Sie können an dieser Stelle Einsicht in die Dokumente des Themas nehmen.

Inhaltsverzeichnis

BTHG-Kompass 2.7

Zeitpunkt der Bewilligung der Eingliederungshilfe

Wird Eingliederungshilfe (§§ 53ff. SGB XII) ab Antragstellung bewilligt oder erst ab dem Zeitpunkt der Hilfeplanung? Ändert sich durch das BTHG daran etwas?

Hintergrund der Frage ist Folgendes: Häufig besteht bereits bei Antragstellung eine Lebenssituation, die es zur Vermeidung von Verschlechterungen erforderlich macht, direkt einen Leistungserbringer aufzusuchen, der im Rahmen des konkreten Hilfebedarfs unterstützend tätig wird. Die wirtschaftlichen Verhältnisse des Antragstellers lassen es jedoch nicht zu, den Leistungserbringer selber zu entlohnen. Der Leistungserbringer geht somit in Vorleistung; aufgrund seines Fachwissens und in Kenntnis der persönlichen und wirtschaftlichen Verhältnisse des Antragstellers, mit dem Wissen, dass Eingliederungsleistungen zumindest dem Grunde nach bewilligt werden müssten.
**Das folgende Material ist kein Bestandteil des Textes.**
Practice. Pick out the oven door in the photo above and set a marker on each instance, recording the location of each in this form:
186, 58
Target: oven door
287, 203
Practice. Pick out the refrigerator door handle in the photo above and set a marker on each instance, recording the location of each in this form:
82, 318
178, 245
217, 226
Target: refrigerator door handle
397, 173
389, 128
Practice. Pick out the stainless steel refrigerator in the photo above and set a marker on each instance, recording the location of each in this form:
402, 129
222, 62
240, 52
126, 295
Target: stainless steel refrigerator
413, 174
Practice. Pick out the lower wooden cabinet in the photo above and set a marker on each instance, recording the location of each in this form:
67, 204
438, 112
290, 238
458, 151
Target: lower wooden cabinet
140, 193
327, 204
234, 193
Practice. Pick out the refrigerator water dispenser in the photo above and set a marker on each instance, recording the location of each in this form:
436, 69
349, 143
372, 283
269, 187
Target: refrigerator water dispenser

Von Kostenträgerseite kann eine konkrete Beurteilung des Hilfebedarfs erst ab dem Hilfeplangespräch erfolgen. Es müsste somit rückblickend auf den mutmaßlichen Unterstützungsbedarf im Zeitpunkt der Antragstellung abgestellt werden.



Antwort:

Zeitpunkt der Bewilligung der Eingliederungshilfe

§ 108 Abs. 1 SGB IX n.F. lautet:

„Die Leistungen der Eingliderungshilfe nach diesem Teil werden auf Antrag erbracht. Die Leistungen werden frühestens ab dem Ersten des Monats der Antragstellung erbracht, wenn zu diesem Zeitpunkt die Vorausetzungen bereits vorlagen."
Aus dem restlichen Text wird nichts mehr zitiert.